While my expertise is chemical characterization of atmospheric organic compounds, I collaborate with many colleagues to discover the underlying relationship between chemical composition and physical properties of organic compounds.

Figure source: Verma et al. 2015 EST.

Oxidative Potential

We care about aerosol in the atmosphere because it is toxic. In collaboration with Professor Weber, we showed that among all the OA sources, OA from biomass burning has the largest capability to generate reactive oxygen species (ROS). This finding highlights the impacts of biomass burning emissions on human health. We also characterized the toxicity of OA from various precursors in laboratory chamber study and found that OA from anthopogenic aromatics generally has larger oxidative potential than OA from biogenic VOCs.

Related Publications:

  • Verma, V.; Fang, T.; Xu, L.; Peltier, R. E.; Russell, A. G.; Ng, N. L.; Weber, R. J., Organic Aerosols Associated with the Generation of Reactive Oxygen Species (ROS) by Water-Soluble PM2.5. Environ Sci Technol 2015, 49 (7), 4646-4656 (link).
  • Tuet, W. Y.; Chen, Y.; Xu, L.; Fok, S.; Gao, D.; Weber, R. J.; Ng, N. L., Chemical oxidative potential of secondary organic aerosol (SOA) generated from the photooxidation of biogenic and anthropogenic volatile organic compounds. Atmos. Chem. Phys. 2017, 17, (2), 839-853 (link).

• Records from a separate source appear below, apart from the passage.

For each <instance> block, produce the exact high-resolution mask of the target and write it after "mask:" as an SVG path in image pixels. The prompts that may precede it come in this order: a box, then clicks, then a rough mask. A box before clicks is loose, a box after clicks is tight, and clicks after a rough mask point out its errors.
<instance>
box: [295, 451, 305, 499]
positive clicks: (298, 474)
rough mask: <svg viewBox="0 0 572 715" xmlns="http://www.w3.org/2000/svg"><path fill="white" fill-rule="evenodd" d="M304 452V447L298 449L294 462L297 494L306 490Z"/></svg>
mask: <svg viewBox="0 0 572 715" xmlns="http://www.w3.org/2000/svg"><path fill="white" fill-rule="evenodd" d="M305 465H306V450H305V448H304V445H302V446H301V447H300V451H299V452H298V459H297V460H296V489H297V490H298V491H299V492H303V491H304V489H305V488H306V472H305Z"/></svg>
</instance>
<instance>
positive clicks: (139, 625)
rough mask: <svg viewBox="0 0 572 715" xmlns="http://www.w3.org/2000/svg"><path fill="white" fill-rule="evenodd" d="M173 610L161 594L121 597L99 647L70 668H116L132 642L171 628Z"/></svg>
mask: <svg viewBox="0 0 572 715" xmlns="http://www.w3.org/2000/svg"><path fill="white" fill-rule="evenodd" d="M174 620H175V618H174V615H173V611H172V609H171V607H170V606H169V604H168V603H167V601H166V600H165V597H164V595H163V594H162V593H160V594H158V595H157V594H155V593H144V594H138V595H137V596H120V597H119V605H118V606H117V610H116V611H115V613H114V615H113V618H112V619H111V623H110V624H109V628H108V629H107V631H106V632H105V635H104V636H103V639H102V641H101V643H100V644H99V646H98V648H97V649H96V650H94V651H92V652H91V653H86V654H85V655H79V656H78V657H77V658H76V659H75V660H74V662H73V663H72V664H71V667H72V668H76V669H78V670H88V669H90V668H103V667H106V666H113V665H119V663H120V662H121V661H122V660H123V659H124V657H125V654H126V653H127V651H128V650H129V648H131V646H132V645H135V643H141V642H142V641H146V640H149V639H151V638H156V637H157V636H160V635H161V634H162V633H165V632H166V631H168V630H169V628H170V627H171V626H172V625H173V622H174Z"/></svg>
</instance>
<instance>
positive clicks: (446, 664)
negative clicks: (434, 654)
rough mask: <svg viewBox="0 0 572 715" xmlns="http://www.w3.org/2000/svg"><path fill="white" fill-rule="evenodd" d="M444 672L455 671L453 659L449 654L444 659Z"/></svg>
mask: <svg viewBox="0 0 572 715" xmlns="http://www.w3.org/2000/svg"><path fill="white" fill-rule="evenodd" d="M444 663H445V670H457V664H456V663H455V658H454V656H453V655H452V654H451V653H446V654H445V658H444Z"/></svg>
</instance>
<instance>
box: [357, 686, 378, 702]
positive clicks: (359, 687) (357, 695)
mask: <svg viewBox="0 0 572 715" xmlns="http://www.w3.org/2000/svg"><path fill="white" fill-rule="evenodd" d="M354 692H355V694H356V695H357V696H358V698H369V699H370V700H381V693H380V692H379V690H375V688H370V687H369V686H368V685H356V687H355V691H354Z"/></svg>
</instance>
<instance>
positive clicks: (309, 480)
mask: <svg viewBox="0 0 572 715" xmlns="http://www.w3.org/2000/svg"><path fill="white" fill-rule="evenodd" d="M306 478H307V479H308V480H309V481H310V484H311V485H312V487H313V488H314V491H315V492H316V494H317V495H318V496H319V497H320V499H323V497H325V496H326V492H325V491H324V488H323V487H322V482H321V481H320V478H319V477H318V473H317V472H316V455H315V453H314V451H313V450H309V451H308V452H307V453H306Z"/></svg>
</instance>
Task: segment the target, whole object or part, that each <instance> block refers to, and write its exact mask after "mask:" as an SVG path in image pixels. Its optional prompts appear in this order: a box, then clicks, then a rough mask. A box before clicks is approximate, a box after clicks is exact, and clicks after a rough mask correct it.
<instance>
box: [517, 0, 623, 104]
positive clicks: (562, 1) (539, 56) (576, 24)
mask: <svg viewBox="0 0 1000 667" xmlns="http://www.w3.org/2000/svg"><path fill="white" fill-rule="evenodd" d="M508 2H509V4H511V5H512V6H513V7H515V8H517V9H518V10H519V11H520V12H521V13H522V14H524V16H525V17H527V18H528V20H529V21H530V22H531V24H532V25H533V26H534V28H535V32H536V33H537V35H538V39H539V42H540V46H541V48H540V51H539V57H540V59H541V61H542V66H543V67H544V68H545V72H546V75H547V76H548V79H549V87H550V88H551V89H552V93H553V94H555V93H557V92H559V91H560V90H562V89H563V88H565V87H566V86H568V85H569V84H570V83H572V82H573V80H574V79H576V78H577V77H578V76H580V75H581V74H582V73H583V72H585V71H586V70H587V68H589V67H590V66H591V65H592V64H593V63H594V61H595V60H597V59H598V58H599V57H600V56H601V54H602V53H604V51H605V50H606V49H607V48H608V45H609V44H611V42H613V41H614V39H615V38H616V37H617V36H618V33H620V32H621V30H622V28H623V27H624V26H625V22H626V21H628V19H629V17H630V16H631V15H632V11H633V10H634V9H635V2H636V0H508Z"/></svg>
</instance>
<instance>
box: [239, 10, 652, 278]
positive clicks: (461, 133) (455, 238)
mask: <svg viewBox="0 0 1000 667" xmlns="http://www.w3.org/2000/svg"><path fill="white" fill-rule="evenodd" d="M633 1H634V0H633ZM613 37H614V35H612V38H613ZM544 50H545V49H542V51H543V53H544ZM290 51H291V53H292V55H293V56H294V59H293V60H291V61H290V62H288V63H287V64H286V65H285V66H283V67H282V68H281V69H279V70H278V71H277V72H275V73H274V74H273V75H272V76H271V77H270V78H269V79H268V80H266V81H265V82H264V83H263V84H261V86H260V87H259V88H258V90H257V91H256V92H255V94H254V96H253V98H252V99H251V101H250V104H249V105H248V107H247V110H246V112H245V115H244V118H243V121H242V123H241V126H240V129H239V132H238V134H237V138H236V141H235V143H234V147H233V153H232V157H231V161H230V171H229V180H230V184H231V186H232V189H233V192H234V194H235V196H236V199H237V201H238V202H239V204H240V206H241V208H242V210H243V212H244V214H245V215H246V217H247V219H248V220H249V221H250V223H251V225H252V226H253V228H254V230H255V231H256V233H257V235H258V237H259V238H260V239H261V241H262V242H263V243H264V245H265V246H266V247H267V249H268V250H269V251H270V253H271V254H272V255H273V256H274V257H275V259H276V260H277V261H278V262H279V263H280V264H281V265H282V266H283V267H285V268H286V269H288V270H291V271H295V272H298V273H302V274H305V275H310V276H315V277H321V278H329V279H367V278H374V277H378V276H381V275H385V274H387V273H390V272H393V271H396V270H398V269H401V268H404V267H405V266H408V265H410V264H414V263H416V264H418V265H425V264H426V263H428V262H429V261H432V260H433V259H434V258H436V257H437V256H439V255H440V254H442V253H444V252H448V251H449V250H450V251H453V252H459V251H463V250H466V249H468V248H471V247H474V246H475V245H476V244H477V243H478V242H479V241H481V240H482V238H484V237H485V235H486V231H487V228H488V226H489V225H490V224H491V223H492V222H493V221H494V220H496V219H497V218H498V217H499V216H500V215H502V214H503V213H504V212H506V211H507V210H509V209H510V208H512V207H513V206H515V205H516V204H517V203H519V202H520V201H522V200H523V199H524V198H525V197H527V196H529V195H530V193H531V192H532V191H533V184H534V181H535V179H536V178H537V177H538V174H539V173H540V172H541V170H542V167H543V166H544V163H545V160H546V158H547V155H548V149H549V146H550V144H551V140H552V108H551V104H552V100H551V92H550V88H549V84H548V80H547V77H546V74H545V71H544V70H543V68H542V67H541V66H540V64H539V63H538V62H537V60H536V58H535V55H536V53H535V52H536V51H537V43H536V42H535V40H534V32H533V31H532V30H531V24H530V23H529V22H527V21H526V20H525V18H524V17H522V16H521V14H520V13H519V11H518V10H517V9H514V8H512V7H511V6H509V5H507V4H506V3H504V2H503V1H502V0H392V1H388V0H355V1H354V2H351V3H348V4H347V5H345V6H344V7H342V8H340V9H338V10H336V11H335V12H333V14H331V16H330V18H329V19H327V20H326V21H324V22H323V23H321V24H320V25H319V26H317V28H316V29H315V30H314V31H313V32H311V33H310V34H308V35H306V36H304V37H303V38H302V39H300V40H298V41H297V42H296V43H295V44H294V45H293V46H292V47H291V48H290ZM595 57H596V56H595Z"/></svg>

Figure source: Washenfelder et al. 2015 GRL.

Light Absorption

We care about aerosol in the atmosphere because it can interact with light and influence our climate. Brown carbon is a class of light-absorbing organic compounds. In collaboration with Dr. Washenfelder, we showed that the majority of brown carbon in the southeastern U.S. is associated with biomass burning. (Again, biomass burning. You may understand why I starts to study the biomass burning). The light absorption of brown carbon can exaggerate global warming, which in turn increases the frequency of wildfires and emits more brown carbon. This positive feedback causes severely adverse impacts on future climate.

Related Publications:

  • Washenfelder, R. A.; Attwood, A. R.; Brock, C. A.; Guo, H.; Xu, L.; Weber, R. J.; Ng, N. L.; Allen, H. M.; Ayres, B. R.; Baumann, K.; Cohen, R. C.; Draper, D. C.; Duffey, K. C.; Edgerton, E.; Fry, J. L.; Hu, W. W.; Jimenez, J. L.; Palm, B. B.; Romer, P.; Stone, E. A.; Wooldridge, P. J.; Brown, S. S., Biomass burning dominates brown carbon absorption in the rural southeastern United States. Geophysical Research Letters 2015, 2014GL062444 (link).
  • Liu, S.; Aiken, A. C.; Gorkowski, K.; Dubey, M. K.; Cappa, C. D.; Williams, L. R.; Herndon, S. C.; Massoli, P.; Fortner, E. C.; Chhabra, P. S.; Brooks, W. A.; Onasch, T. B.; Jayne, J. T.; Worsnop, D. R.; China, S.; Sharma, N.; Mazzoleni, C.; Xu, L.; Ng, N. L.; Liu, D.; Allan, J. D.; Lee, J. D.; Fleming, Z. L.; Mohr, C.; Zotter, P.; Szidat, S.; Prevot, A. S. H., Enhanced light absorption by mixed source black and brown carbon particles in UK winter. Nat Commun 2015, 6 (link).

Figure source: Cerully et al. 2015 ACP.

Hygroscopicity

We care about aerosol in the atmosphere because it is the seed of cloud. Hygroscropicity describes aerosol's propensity to absorb water vapor. In collaboration with Professor Nenes, we studies the relationship between the aerosol hygroscopicity and oxidation state.

Related Publication:

  • Cerully, K. M.; Bougiatioti, A.; Hite Jr, J. R.; Guo, H.; Xu, L.; Ng, N. L.; Weber, R.; Nenes, A., On the link between hygroscopicity, volatility, and oxidation state of ambient and water-soluble aerosols in the southeastern United States. Atmos. Chem. Phys. 2015, 15 (15), 8679-8694 (link).